Topic: In the space provided, please write a concise narrative in which you describe a meaningful event, experience or accomplishment in your life and how it will affect your college experience or your contribution to the UF campus community. You may want to reflect on your ideas about student responsibility, academic integrity, campus citizenship or a call to service.

It was a morning in the fall of my 8th grade year that forever changed my outlook on life. As I walked absent-mindedly to my second period Synergistics class, I mused over cute boys and my favorite bands, the typical subjects that preteen girls consider important, and was completely unsuspecting of what was waiting for me just inside the classroom. I walked in to find that my best friend Amy was crying, hidden from the oblivious teacher behind the desk module barriers. "What's wrong?" I inquired, and she pointed to a can of Lysol aerosol disinfectant. Puzzled, I waited for her to continue. After a moment, and through quiet sobs, she told me what had happened: Junior, a boy in our class, had referred to the Lysol as "gay repellant", and had proceeded to spray her in the face with it.
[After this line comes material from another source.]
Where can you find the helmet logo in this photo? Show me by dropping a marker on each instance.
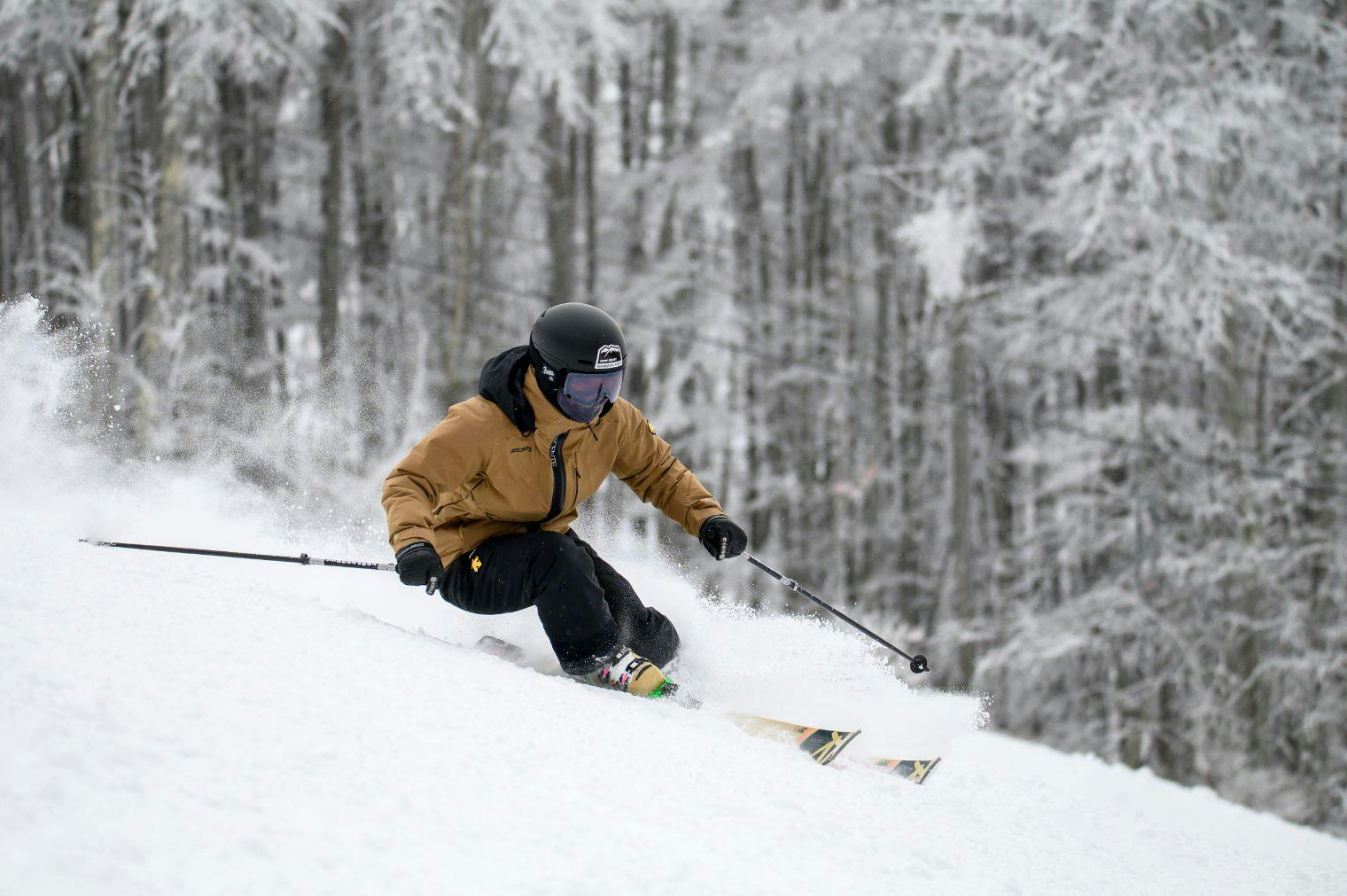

It was fairly well known amongst our peers that Amy was a lesbian, though our teachers, and her parents, were kept unaware. I furiously questioned Junior about what he was accused of, and he willingly admitted to the assault. I was livid, though there was little that I could do. Although we knew that what Junior had done was wrong, neither of us could tell the teacher about the incident, because the details of it would ultimately make it back to Amy's parents. She was fearful of how her conservative, Catholic parents would react to her sexuality, and she didn't want them to find out that other students knew that she was a lesbian. As all reasonable hope of justice was squandered, a feeling of hopelessness fell upon us, and that is a feeling that I remember to this day. Since the incident, I have vowed to do everything in my power to spread the values of equality and justice, and to promote open-mindedness amongst my peers.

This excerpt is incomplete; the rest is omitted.